The thing that makes You’ve Got Mail a great adaptation and example of pen-pals is the anticipation of only being able to check if you’ve received a note from a friend when you get home (virtually or not). While falling in love and speaking with strangers via email was a new idea in 1998, it isn’t such a faraway idea now. Since we carry our emails around in our pocket, the opportunity to chat all day long if we wanted to is constantly at our fingertips. Dating someone you met online isn’t as taboo now as it was then. 

Ephron uses voiceover of their emails as exposition; their letters to one another allow them to narrate their own love story as it unfolds. Tom Hanks’ character is humanized through his comedic “hot takes” on Starbucks orders offering a sense-of-self and the nighttime dust outside of H&H Bagels. He’s rich, he’s the son of Fox & Sons and yet he doesn’t openly reveal his sensitive side or internal thoughts to anyone. Hanks always has the upper hand in the film, which is imperfect, given when he first meets Kathleen Kelly she isn’t aware that he is the competitor essentially putting her shop in danger of closing. 

Standing outside of the coffee shop, when Hanks realizes Ryan is Shopgirl, the woman he’s been writing and is scheduled to meet… he doesn’t reveal that he is NY142.  This is where Hanks’ character catches up with what the viewers have known all along. He realizes that his past cruelty to Kathleen Kelly and the hurt he read Shopgirl describe were two sides of the same coin. Similarly, he hears about the encounter at the coffee shop later, via email, and apologizes saying, “You were expecting to see someone you trusted and met the enemy instead.
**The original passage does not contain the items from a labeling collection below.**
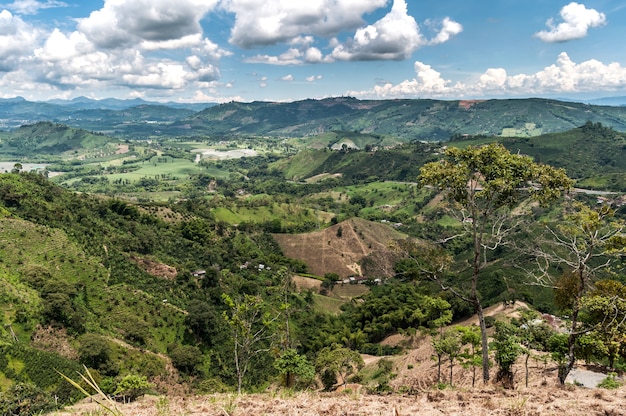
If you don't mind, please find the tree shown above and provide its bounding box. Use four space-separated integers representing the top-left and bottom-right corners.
492 321 524 388
418 143 572 382
274 348 315 388
532 202 625 384
222 293 278 394
315 344 365 390
457 325 481 387
578 280 626 368
432 328 462 385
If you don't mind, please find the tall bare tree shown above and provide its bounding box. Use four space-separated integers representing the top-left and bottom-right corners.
532 202 625 384
419 144 572 382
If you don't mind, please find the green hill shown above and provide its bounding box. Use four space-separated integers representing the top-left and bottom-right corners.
0 122 118 158
169 97 626 141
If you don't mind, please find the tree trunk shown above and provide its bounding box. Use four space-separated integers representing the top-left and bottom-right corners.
558 268 587 385
474 297 489 384
470 210 489 384
524 353 530 387
437 354 441 383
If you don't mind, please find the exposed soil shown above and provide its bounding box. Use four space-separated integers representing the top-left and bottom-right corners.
55 386 626 416
274 218 405 278
54 302 626 416
130 256 178 280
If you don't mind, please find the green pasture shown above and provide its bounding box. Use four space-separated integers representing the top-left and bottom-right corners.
106 156 203 181
212 201 316 224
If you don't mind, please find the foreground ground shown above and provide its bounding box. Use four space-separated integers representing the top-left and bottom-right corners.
55 386 626 416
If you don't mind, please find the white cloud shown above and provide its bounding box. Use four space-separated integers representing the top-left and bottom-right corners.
0 10 40 72
5 0 67 14
222 0 388 48
428 17 463 45
78 0 218 49
346 52 626 99
535 2 606 42
122 62 188 89
332 0 463 61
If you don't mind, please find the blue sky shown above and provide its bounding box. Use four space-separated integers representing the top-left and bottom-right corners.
0 0 626 102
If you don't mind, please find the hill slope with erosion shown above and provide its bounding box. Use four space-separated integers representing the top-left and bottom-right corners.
274 218 406 278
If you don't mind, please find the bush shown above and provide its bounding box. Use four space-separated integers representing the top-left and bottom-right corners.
0 383 57 416
598 373 622 389
113 374 152 402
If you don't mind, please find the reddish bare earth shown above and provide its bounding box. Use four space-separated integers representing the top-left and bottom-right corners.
55 386 626 416
55 304 626 416
274 218 406 278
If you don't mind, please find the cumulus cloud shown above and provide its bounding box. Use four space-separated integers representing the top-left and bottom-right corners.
0 10 40 72
4 0 67 14
428 17 463 45
535 2 606 42
78 0 218 49
222 0 388 49
346 52 626 99
331 0 456 61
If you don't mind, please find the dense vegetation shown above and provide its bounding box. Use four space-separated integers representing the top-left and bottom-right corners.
0 100 626 410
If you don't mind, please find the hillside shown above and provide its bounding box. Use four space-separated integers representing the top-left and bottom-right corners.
171 97 626 141
274 218 406 278
0 122 119 159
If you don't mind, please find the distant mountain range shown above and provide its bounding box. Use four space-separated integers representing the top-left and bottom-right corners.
0 97 626 141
The internet plays a daily and, for better or worse, integral role in our lives. During the first few months of the coronavirus quarantine I found myself reading article after article about young singles having to get to know one another over the internet and how that maybe wasn’t such a bad thing after all. Since it is 2020 and not 1998, we are able to video-chat from a distance, but with texting and email, the sentiment is the same: we are forced to get to know one another through written words.

It is through writing to one another both characters are able to process their emotions about events in their lives and feel heard and supported by the other. The romantic relationships they begin the film with are surface level and convenient; they lack the emotional intimacy that the freedom of typing to a stranger gives Hanks and Ryan. Even though they don’t “know each other” in person, they build a strong foundation before they “officially” meet.
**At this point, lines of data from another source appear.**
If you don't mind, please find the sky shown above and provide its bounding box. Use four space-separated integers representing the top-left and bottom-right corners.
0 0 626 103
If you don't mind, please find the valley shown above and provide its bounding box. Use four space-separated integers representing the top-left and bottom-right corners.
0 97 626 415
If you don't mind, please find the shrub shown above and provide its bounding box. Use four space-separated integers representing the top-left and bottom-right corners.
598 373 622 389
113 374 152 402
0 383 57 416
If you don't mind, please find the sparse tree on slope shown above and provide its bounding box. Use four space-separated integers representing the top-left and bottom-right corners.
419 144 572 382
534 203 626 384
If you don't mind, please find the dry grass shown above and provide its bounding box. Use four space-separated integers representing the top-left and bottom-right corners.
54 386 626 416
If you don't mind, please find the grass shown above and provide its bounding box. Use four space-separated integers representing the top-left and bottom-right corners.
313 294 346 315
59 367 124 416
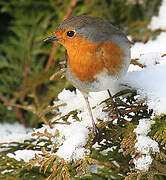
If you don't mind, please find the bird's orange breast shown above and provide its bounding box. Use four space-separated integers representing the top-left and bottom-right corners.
56 31 125 82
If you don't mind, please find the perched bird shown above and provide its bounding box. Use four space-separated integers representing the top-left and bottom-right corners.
44 15 130 143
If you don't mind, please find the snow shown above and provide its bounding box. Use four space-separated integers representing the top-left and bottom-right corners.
0 0 166 173
133 155 152 171
149 0 166 30
7 149 41 162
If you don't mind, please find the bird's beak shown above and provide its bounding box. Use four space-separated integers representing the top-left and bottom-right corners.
43 36 61 42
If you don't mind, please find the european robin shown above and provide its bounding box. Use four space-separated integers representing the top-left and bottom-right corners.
44 15 130 143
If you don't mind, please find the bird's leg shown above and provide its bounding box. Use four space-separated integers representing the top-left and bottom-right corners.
84 96 101 144
107 89 123 118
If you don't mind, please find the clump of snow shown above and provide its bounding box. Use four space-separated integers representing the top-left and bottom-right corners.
134 119 155 136
149 0 166 30
49 89 109 161
133 119 159 171
133 155 152 171
7 149 41 162
124 55 166 114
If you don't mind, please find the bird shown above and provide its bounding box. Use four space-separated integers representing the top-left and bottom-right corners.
44 15 131 144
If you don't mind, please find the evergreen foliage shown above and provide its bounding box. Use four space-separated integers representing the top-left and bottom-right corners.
0 0 166 180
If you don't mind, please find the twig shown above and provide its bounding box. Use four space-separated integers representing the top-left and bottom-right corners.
45 0 77 73
0 93 27 127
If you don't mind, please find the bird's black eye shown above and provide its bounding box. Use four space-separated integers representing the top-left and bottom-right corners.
67 31 75 37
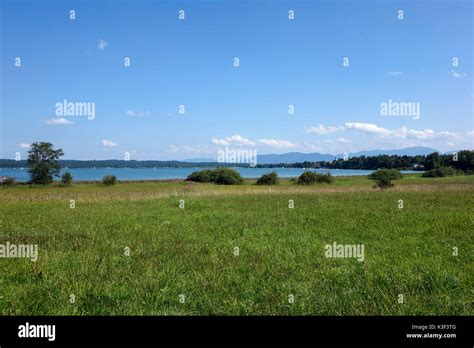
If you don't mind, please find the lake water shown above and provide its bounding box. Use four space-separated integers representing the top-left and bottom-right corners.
0 168 417 182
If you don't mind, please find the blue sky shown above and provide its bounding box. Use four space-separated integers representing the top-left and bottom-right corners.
0 0 474 160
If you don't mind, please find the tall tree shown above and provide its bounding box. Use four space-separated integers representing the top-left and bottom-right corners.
27 142 64 184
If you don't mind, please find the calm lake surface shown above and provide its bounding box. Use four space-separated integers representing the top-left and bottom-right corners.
0 168 419 182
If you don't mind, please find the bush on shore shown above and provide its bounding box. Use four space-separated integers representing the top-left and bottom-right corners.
257 172 278 185
422 167 464 178
0 176 16 186
298 171 334 185
61 172 72 185
186 167 243 185
369 169 403 180
369 169 403 189
102 175 117 186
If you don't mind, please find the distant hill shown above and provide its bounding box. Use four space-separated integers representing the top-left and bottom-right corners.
182 157 217 163
257 152 336 164
0 147 442 168
338 146 439 157
257 146 438 164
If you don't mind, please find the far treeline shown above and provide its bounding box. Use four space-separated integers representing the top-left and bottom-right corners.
0 150 474 174
257 150 474 174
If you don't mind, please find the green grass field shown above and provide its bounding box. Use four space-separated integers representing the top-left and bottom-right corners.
0 175 474 315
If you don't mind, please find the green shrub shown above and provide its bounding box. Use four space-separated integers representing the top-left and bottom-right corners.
211 168 243 185
1 176 16 186
298 171 334 185
102 175 117 186
369 169 403 188
316 173 334 184
375 175 393 188
61 172 72 185
298 171 316 185
186 169 213 182
257 172 278 185
369 169 403 180
422 167 458 178
186 167 243 185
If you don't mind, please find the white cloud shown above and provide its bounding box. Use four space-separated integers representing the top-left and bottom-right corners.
97 39 109 51
44 117 73 126
305 124 341 134
102 139 118 147
127 110 150 117
257 139 297 148
451 70 467 79
212 134 255 146
344 122 390 136
167 145 215 154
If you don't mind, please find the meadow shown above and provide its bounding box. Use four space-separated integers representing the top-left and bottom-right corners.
0 175 474 315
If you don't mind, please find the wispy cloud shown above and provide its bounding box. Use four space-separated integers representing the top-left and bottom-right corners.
211 134 297 148
102 139 118 147
43 117 73 126
126 110 150 117
212 134 255 146
97 39 109 51
305 124 341 135
257 139 297 149
306 122 472 143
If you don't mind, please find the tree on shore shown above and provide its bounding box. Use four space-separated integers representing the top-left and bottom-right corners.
27 142 64 184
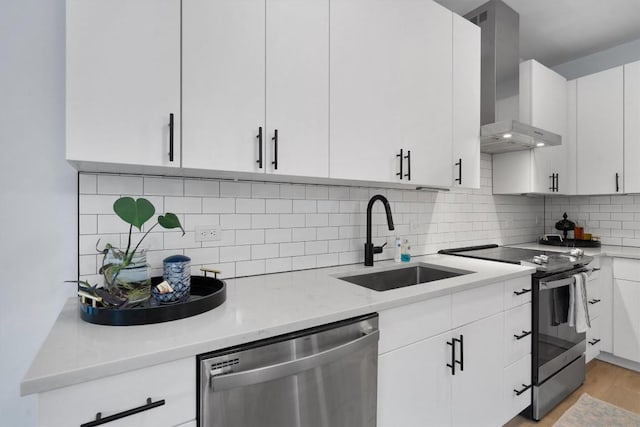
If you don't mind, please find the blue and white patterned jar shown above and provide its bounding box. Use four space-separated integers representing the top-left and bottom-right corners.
152 255 191 303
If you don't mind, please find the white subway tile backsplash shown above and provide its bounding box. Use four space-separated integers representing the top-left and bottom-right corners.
236 199 265 213
164 197 202 214
220 214 251 230
220 181 251 197
79 155 544 286
144 177 184 196
184 179 220 197
265 199 293 213
220 245 251 262
202 197 236 213
98 175 143 195
236 230 264 245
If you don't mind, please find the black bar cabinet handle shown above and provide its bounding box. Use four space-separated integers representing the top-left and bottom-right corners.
453 335 464 372
256 126 262 169
513 384 531 396
169 113 173 162
404 150 411 181
80 397 165 427
513 331 531 341
455 158 462 184
447 338 456 375
271 129 278 170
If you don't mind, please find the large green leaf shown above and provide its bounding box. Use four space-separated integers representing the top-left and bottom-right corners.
158 212 184 236
113 197 156 231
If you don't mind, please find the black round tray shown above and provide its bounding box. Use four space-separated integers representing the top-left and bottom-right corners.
540 239 600 248
80 276 227 326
Briefly, we get a glimpse into the possibility of a more instant-exchange when they IM for the first time. We see them type back and forth, but we also see them think about what they are saying, edit, and respond to the other’s words. It becomes clear that their chemistry has potential.

The hook of the movie is the anonymity of it. Have you already met the love of your life and you don’t know it? As the trailer announces, “In life, they’re at odds. Online, they’re in love.” There’s possibility everywhere. 

In Ephron’s words, You’ve Got Mail is “a little cyber space, a little reality, a little magic.” A perfectly wonderful combination, if you ask me.